The impression you make on a prospective employer begins long before you walk through his door. From the first moment you speak with him, he’s evaluating your professionalism, enthusiasm and communication skills. When you reply to an employer’s invitation for an interview, take as much care as you would when speaking with him in person.
Don’t make interview plans unless you’re prepared and can talk. If you’re driving, for example, ask the employer if you call him back later in the day. If an employer emails you or leaves you a voice mail message, reply as soon as possible. Ideally you should get back to him by the end of the day, but if you can’t, take no more than 24 hours to follow up. If you wait, he may assume you’re not seriously interested in the position. Reply using the method the interviewer used. If he called, call him. If he sent an email, respond to him the same way.
Schedule a Meeting
Ask the employer how long he expects the interview to take and what days he plans to meet with applicants. Strive to find a time that works well with your schedule and his. Don’t accept an appointment for the next day if you know it will be difficult to take off work or if you need additional time to prepare. If you can’t accept the employer’s first suggestion, explain why, offer an alternative and ask if the time fits into his interviewing and hiring timeline. Also, aim for a time when you know you’ll be at your best. For instance, if you’re a morning person, ask to come in as early as possible.
This is your last opportunity to speak with the employer before meeting him in person, so inquire about anything you need to help you be prepared. Ask him if he needs you to bring anything, such as work samples or copies of certifications or other credentials. Also ask about the structure of the interview, for example if you’ll interview with several people, tour the facility or meet your prospective colleagues. This demonstrates that you take the interview process seriously and want to perform your best when you meet with the employer.

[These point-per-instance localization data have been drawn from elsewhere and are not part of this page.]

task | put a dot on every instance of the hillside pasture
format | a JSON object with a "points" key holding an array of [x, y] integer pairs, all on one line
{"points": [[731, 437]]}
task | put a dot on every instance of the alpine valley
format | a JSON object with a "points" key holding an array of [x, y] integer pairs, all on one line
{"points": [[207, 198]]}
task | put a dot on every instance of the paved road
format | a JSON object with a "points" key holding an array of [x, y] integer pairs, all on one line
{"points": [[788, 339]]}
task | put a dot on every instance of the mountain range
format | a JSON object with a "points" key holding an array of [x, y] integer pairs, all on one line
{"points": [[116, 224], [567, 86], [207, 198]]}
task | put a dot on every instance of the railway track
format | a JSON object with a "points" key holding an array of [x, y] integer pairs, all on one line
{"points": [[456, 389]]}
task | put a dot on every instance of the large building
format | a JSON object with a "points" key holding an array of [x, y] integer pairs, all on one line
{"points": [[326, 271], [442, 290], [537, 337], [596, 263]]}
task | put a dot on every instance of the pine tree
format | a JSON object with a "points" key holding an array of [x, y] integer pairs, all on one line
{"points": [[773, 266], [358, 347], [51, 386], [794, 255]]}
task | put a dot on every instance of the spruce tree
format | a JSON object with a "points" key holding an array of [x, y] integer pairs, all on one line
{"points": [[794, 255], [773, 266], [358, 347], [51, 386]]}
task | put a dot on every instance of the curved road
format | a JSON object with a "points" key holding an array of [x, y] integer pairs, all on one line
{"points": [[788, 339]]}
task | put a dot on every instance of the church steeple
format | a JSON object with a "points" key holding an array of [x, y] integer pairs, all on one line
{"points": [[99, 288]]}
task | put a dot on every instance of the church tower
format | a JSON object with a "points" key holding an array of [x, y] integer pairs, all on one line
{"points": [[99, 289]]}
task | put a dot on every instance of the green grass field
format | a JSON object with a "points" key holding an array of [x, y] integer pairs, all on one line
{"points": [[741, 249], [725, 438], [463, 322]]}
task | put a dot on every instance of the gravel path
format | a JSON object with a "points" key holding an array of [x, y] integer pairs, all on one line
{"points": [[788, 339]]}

Always verify every detail of the appointment when you schedule it. End the call or email with a sentence such as “I look forward to seeing you Thursday at 9 a.m. at Taylor Industries’ corporate headquarters. I’ll bring my portfolio and list of references as you requested.” If there’s anything you’re not sure of, clear up the confusion right then. While you may worry about looking foolish, you’ll make a far worse impression if you show up at the wrong time, the wrong place or not prepared.